RE: Drunkenmaster - I heard the same things said about nVidia with the FX series launch... and they are still very much here and now... so I don't think they are going anywhere quickly. Tho the failures with tegra will have hurt them badly - but they've always come back from being on the backfoot in the past so I wouldn't be so quick to count them out.
Oh and ARM is just awesome
EDIT: Oh and yeah intel will never succeed in the performance graphics market however much money they throw at it... despite being capable of very good software and hardware development... unless theres a huge shift in mentality - their whole approach to products while working very well in other markets doesn't suit performance graphics well.
See you said this, for a long time, every time Larabee was brought up, however their Sandybridge GPU shows a MASSIVE, monumental leap forwards in low end gpu power, also most importantly, Anand who used to mock Intel IGP's for giving awful IQ and dodgey drivers suggest their new GPU is massively massively better and giving equal IQ aswell as performance to a 5450.
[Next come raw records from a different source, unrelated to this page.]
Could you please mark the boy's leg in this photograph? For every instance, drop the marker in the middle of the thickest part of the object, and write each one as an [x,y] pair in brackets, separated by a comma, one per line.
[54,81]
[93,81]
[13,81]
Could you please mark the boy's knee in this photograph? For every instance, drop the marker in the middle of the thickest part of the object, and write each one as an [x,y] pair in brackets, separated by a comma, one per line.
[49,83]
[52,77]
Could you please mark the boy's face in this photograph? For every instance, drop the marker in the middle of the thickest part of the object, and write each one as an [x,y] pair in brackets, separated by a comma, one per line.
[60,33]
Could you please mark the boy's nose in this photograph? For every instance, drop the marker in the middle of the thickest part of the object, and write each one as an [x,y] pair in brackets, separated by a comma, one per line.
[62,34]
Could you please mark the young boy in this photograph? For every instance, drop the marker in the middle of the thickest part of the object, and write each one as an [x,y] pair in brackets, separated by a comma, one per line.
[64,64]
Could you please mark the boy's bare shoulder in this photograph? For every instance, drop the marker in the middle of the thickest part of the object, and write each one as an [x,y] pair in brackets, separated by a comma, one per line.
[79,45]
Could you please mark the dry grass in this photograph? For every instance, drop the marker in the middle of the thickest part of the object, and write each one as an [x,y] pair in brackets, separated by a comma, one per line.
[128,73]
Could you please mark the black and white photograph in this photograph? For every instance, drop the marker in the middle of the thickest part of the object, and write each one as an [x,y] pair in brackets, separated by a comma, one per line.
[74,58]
Lets be honest, theres VERY little difference between a small 12core Sandybridge gpu and sticking one with 10 units stuck together on a discrete card.
They've clearly addressed, significantly, IQ, power, ability to deliver it and considering the supposed power of Sandybridge chips, their 12core gpu seems set to use very little power, to the degree that you could stick 20 of these units together and have a workable product.
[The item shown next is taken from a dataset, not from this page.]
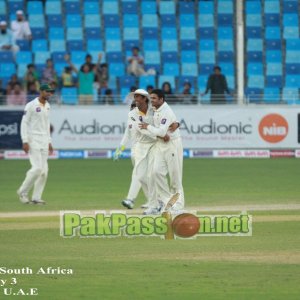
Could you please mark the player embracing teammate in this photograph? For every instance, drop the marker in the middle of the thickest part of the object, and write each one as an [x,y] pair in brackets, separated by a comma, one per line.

I mean a Fermi high end and low end, a Nvidia IGP or AMD IGP is little more than just one or two units of a high end card, the architecture is all but the same.
Also no, no one said anything similar at the FX launch, no one predicted Nvidia's downfall or their unwillingness to change their ways, it was one bad product, with a good one before and after it. the 280gtx through to the current gen ALL show the same signs of sticking to certain design philosophy that has made them progressively worse over 3 years.
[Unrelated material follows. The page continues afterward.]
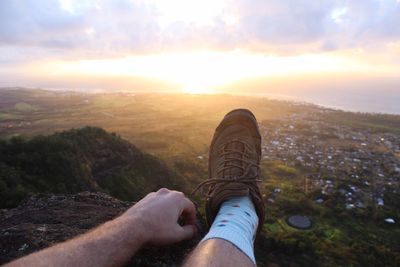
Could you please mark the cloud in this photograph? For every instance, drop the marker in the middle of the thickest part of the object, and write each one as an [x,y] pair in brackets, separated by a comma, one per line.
[96,28]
The situation around the FX wasn't the same, the FX was memory bus limited, it was on a new process, it had a new type of memory that wasn't working well, the fx5900 came out not much later at all, with double the memory bus, back to the original ddr memory, with almost certainly some idea's of fixes for the new process, etc, etc. THe problem was, when Nvidia had that trouble, it was just too early for the process, it wasn't part of an ongoing problem, the volume part of the company wasn't about to fold, and they were selling gf4mx-ti in the rest of the range without issue that made profit and were good cards for the prices.
Same with AMD and the 2900xt, while that and the FX5800 were late and had problems, the ENTIRE rest of the range were selling like hotcakes, making the companies oodles of money and neither company had ANY problem, it took Nvidia 3 months to go from a uncompetitive 5800(with the first dual slot cooler) to a 5900 which was hugely better and had no problems.
These days, Nvidia is 6 months late, have EOL'd the previous chips, have no mid or high end cards selling in quantity and the low end is based on the previous gen, isn't that competitive. LIkewise around the 5800 Nvidia had huge brand recognition with partners who loved them, this time around they've gone through 2 years of publicity disasters, hugely higher RMA numbers than normal due to faulty parts, huge problems for many of their partners. Nvidia can't count on the console market, probably at all, in the next gen, they can't count on the low end, they can't count on Tegra for a long while as it quite obiviously needs to be redone from the ground up. Considering everyone else can get working ARM cores done right, on spec, on time, the only difference is Nvidia using its own gpu's on board, so take 2 guess's which part of Tegra is over power and late and off spec? Again pointing to the fact that its their own gpu's that have fundamental issues, those being, they are completely unsuitable for mass production on process's this small, they have old thinking and its killing them.
Remember when the 5900 came out, it was a high profit part, and the low and mid end were making money and they had the massive share of the market.
This time when Fermi finally launched, it made a loss on every sale, and continues to be utterly slapped around at the current price the 470gtx sells at, the "5900" of the Fermi, the GF104, isn't fast enough to compete while the fx5900 was on par with a 9700, the gf104 is massively slower than cores that are smaller and sold at a higher cost, the GF104 is barely scraping a profit.
The situations aren't remotely comparable, for it to be the same, for AMD, while the 2900xt was screwed the x1950pro would need to be making a loss or just breaking even, or EOL'd, and the low end would have had to be up against Nvidia's 8xxx low end, it wasn't, Nvidia's mid and low end weren't out before AMD's, the x1950 was competing against the 7900, not the 8600 it should have been, same goes for the low end.
Nvidia is screwed across their entire product range, in the 2900xt or the fx5800 days it was ONE product, with the rest selling with a healthy profit with huge volume. None of that is true of Nvidia now.